Yunone

Install Superset for Development

Backend

Install Python (versions > 3.7).
Clone Superset repo.

git clone https://github.com/xxiao23/superset
cd superset

Install Python Virtual Environment

pip install virtualenv

Install and initialize backend

# Create a virtual environemnt and activate it (recommended)
python3 -m venv venv # setup a python3 virtualenv
source venv/bin/activate

# Install external dependencies
pip install -r requirements/local.txt

# Install Superset in editable (development) mode
pip install -e .

# Create an admin user in your metadata database
superset fab create-admin

# Initialize the database
superset db upgrade

# Create default roles and permissions
superset init

# Load some data to play with
superset load_examples

# Start the Flask dev web server from inside your virtualenv.
# Note that your page may not have css at this point.
# See instructions below how to build the front-end assets. You need to specify the host option --host=0.0.0.0 to make it visible for other network. 
FLASK_ENV=development superset run -p 8088 --with-threads --reload --debugger

Frontend

Prerequisite (nvm and node).

curl -o- https://raw.githubusercontent.com/nvm-sh/nvm/v0.37.0/install.sh | bash

cd superset-frontend
nvm install
nvm use

Install dependencies.

# From the root of the repository
cd superset-frontend

# Install dependencies from `package-lock.json`
npm ci

Build and run dev server.

# build assets in development mode
npm run build-dev
# Start the dev server at http://localhost:9000
npm run dev-server

Translation

Convert the PO file into a JSON file.

npm install -g po2json
./scripts/po2json.sh

Compile translation catalogs into binary MO files.

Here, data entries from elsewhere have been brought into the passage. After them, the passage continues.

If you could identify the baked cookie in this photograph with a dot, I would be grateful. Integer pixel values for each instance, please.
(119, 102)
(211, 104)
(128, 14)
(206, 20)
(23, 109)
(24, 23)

pybabel compile -d superset/translations

Connect to Azure sql database

Install the ODBC driver (Linux, macOS)
pip install pyodbc
mssql+pyodbc://UserName:Password@HostIP,Port/DBName?driver=ODBC Driver 17 for SQL Server

Running Presto

Install Java SDK 11 and set JAVA_HOME.

export JAVA_HOME=$(/usr/libexec/java_home)

Download Presto ver343 and follow deployment instructions. Modify node.data-dir value in etc/node.properties to be a path that you have access.
Download Presto CLI jar and follow CLI instructions to access Presto via its commandline interface.

Running Hive 2.3.7 with Hadoop 3.3.0

Running Hadoop 3.3.0

Download Hadoop 3.3.0.
Start Hadoop in Pseudo Distributed Mode.
Configuration Use the following: etc/hadoop/core-site.xml: <configuration> <property> <name>fs.defaultFS</name> <value>hdfs://localhost:9000</value> </property> </configuration> etc/hadoop/hdfs-site.xml: <configuration> <property> <name>dfs.replication</name> <value>1</value> </property> </configuration>
Setup passphraseless ssh Now check that you can ssh to the localhost without a passphrase: $ssh localhost If you cannot ssh to localhost without a passphrase, execute the following commands: $ ssh-keygen -t rsa -P '' -f ~/.ssh/id_rsa $ cat ~/.ssh/id_rsa.pub >> ~/.ssh/authorized_keys $ chmod 0600 ~/.ssh/authorized_keys
Execution The following instructions are to run a MapReduce job locally.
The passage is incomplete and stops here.